ESG has historically referred to “data protection” as a spectrum of activities that include backup, snapshots, and replication, as shown here:
However, those actions are simply making copies, derived and stored in different ways, but still just copies of volumes, disks, folders, and other data repositories. The problem is that within even one of those repositories, not all data is equal.
- Not all data should be retained for the same length of time.
- Not all data should be deleted on similar schedules.
- Not all data should be protected with the same frequency.
- Not all data should have as much agility and availability/recoverability.
But if all you can do is make copies of volumes, disks, folders, etc. then you inevitably have a ceiling to your solution’s usefulness—which will in turn limit your organization’s IT agility and its responsiveness to leadership and business units.
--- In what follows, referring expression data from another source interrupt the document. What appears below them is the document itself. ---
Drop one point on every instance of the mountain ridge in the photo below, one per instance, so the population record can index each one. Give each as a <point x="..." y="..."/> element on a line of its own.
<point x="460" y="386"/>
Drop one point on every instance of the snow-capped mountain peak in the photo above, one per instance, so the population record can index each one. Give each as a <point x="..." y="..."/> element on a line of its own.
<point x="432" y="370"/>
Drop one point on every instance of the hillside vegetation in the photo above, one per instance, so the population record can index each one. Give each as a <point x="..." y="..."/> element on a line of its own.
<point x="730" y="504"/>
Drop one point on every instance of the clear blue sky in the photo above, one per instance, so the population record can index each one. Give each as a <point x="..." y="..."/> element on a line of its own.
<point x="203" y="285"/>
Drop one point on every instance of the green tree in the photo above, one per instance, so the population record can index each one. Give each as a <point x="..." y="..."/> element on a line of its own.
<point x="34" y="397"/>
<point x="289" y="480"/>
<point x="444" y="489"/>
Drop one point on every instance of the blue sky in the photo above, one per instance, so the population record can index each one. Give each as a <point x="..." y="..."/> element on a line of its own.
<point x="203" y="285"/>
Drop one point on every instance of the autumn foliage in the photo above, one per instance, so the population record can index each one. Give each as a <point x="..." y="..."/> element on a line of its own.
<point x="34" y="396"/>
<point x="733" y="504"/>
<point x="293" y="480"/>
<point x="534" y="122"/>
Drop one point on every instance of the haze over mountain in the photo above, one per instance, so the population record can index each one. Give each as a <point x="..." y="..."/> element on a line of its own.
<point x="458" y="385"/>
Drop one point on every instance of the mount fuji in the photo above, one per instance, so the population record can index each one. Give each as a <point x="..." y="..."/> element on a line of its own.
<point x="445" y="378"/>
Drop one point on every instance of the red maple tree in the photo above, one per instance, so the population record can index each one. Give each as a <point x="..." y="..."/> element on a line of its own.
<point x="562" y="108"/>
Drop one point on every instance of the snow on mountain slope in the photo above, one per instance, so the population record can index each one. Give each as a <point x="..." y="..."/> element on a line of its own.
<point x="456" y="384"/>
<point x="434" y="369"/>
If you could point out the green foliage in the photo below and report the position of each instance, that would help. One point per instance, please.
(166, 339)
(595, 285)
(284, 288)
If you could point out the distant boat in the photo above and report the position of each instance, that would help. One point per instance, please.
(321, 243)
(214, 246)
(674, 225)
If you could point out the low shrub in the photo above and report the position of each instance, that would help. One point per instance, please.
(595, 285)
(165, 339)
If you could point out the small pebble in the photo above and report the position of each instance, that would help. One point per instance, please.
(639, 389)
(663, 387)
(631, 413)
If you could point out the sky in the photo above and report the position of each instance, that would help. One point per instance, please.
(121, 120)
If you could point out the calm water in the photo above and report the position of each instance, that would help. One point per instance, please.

The secret sauce to lift data protection up to data management is having contextual insight on the information held within the data sets. For most organizations, that requires some level of archival mechanisms. Not necessarily a full-blown and separate archive product/service, but you need at least some capabilities to not only inventory the files within your backups, but also actually understand which data has regulatory impact, which data has business criticality, etc. You need to know what you have.
If you know what you have …
- Then you can determine which data should be retained and for how long.
- Then you can delete the data that is no longer needed due to either stagnancy or regulations.
- Then you can automatically apply protection/preservation/availability policies.
If you don’t know what you have, then all you can do is make copies.